Numbers on Twitter are huge. Even with just a 1% sampling of tweets, even working only on tweets with an hashtag, you reach big numbers very fast.

If you want to to offer a highly interactive and very responsive experience you’ll need to keep most of those numbers in memory, and well indexed. So you’re going to need a lot of RAM: I was aware of that when I decided to use Redis as my main DB, and I purposefully chose a parsimonious data structure and a “cloud” – whatever that means – solution that would allow me to increase the amout of RAM when needed without breaking my shoestring budget.

What I didn’t know was that, with just over one GB and a half of data, as measured by Redis itself, I was going to need double that amount of memory not to have my app crash (which happened twice yesterday). Multiply that amount for two servers for a minimum of redundancy, and you’ll need 6 GB of precious RAM for just 1.3 million tags worth of data…

In the past I had found that, after a restart, Redis would use much less memory than before. So, after the obvious quick fix to get back the service up and running – increasing the amount of RAM – I tried to do just that, using the load balancer to keep the service up while restarting the two istances. But the gains from a restart were very short lived, and I didn’t want to pay for that amount of memory and to have to worry that even that wouldn’t be enough during my upcoming 2 weeks trip to Russia.

Checking the info command output after the restarts, I noticed that what was increasing very fast after the new start was the mem_fragmentation_ratio, which started around 1.3 but quickly reached and surpassed 2. After a quick search, it turned out that there is a known memory fragmentation problem with Redis on Linux, caused by malloc.

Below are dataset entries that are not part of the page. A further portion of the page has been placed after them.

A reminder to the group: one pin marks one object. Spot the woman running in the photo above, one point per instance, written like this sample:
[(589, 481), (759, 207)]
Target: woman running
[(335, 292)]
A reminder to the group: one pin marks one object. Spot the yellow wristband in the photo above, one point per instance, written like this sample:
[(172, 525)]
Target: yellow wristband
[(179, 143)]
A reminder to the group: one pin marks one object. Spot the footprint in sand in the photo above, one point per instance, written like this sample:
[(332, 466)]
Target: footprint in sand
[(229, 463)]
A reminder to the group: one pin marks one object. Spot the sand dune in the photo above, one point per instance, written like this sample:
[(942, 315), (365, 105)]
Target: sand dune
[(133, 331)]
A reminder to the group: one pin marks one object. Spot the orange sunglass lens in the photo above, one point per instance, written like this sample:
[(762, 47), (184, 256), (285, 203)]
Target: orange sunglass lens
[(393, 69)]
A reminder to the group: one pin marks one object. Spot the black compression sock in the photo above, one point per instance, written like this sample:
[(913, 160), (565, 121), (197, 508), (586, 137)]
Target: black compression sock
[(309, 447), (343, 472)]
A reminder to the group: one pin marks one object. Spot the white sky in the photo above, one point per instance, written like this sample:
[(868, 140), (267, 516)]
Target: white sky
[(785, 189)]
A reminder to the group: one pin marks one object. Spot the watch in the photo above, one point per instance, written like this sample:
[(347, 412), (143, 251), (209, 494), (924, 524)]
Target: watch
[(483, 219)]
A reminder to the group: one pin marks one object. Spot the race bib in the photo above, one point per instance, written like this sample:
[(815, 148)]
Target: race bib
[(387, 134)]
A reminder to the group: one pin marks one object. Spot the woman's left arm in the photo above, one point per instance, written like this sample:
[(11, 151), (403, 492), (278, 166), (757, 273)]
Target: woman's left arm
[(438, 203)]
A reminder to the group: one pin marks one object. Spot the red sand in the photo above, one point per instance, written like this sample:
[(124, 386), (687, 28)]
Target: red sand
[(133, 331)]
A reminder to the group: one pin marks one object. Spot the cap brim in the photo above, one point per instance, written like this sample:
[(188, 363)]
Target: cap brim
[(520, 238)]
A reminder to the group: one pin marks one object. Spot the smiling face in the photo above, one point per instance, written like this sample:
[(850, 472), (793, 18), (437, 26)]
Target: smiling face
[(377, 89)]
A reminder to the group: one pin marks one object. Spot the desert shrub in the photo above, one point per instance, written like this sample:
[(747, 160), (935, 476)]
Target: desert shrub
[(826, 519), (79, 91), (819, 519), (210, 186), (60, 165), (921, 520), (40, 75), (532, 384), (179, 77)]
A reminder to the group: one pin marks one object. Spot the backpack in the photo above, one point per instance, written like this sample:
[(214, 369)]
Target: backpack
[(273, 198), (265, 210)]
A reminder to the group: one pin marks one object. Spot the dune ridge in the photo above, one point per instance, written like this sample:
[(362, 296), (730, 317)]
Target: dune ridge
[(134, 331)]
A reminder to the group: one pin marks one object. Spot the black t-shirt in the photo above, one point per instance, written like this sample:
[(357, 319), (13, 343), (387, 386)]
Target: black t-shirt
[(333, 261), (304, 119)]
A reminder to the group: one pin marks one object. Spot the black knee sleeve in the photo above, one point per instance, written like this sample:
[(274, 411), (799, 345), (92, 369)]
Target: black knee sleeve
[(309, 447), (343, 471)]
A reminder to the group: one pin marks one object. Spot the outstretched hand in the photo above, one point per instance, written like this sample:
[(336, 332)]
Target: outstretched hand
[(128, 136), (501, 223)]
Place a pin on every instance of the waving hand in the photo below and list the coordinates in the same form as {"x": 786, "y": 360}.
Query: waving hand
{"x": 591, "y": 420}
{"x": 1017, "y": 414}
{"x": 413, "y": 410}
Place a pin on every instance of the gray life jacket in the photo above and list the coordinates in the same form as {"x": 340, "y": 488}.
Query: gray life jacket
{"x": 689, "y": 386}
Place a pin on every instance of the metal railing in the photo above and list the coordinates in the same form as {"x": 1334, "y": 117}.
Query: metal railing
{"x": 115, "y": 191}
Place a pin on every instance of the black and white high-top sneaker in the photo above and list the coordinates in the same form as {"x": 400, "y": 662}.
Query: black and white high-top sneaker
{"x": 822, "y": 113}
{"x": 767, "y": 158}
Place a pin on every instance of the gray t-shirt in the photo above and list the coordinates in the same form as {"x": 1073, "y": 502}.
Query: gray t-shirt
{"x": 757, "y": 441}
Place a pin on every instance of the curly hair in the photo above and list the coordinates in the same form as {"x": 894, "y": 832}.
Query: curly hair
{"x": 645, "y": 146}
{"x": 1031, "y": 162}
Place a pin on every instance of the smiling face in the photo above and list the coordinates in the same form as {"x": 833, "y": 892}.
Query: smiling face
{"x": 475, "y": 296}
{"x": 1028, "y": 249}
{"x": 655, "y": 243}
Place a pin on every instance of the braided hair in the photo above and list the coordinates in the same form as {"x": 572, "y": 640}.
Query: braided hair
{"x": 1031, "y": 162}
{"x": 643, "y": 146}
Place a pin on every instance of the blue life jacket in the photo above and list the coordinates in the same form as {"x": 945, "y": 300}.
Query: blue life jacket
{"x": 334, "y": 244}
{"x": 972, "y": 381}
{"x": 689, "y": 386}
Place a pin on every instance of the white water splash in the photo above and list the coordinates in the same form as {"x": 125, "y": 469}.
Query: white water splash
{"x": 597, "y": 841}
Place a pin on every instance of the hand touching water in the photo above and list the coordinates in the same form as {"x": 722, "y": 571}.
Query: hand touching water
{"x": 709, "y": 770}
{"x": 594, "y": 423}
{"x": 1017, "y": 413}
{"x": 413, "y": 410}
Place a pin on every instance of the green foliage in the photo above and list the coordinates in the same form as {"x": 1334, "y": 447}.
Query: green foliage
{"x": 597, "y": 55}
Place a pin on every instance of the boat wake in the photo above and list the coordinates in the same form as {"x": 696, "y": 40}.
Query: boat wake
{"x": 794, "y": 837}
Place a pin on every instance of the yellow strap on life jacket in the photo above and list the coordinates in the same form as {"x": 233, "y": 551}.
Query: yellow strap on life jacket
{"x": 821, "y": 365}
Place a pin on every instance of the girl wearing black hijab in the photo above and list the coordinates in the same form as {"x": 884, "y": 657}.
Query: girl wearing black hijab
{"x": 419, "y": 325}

I had already noticed the disquieting field in the past, but hadn’t realized just how bad the situation was. A ratio over two to one looked really too much to me, especially when a quick search on the internet revealed that a ratio of 1.4 was already considered abnormal.

Delving deeper into the issue, I found out that the fragmentation problem is especially bad with sorted lists, and hashtagify uses a lot of sorted lists: As a matter of fact, of the 4 million keys used right now, more than 90% are sorted lists!

Different versions of Redis were made to find a solution to this issue, but I didn’t find a “definitive” post/article/howto about which is the best one. On the other hand, I noticed that version 2.4, which is not final yet, is incorporating one of those solutions, the use of jemalloc, so I tried it on one of my servers.

Things immediately improved; it’s early to be sure, but for now after many hours the fragmentation ratio is only 1.02. Halving my memory requirements with just a simple version upgrade is not bad at all! After all, I should be able to leave for Russia without the fear of being bankrupt, or with a frozen server, at my return 🙂

I just wished it was easier to learn about this before, but this is the nature of open source software. Now I just hope that this post will help at least someone else not making my mistake of using the “official” 2.2 release.


UPDATE 2011-06-25

After 6 days, 2 hours and 4 minutes of uptime, during which 33,245,499 commands where executed, the fragmentation is still 1.02. I can now confirm that jemalloc rocks 🙂

Greetings from Russia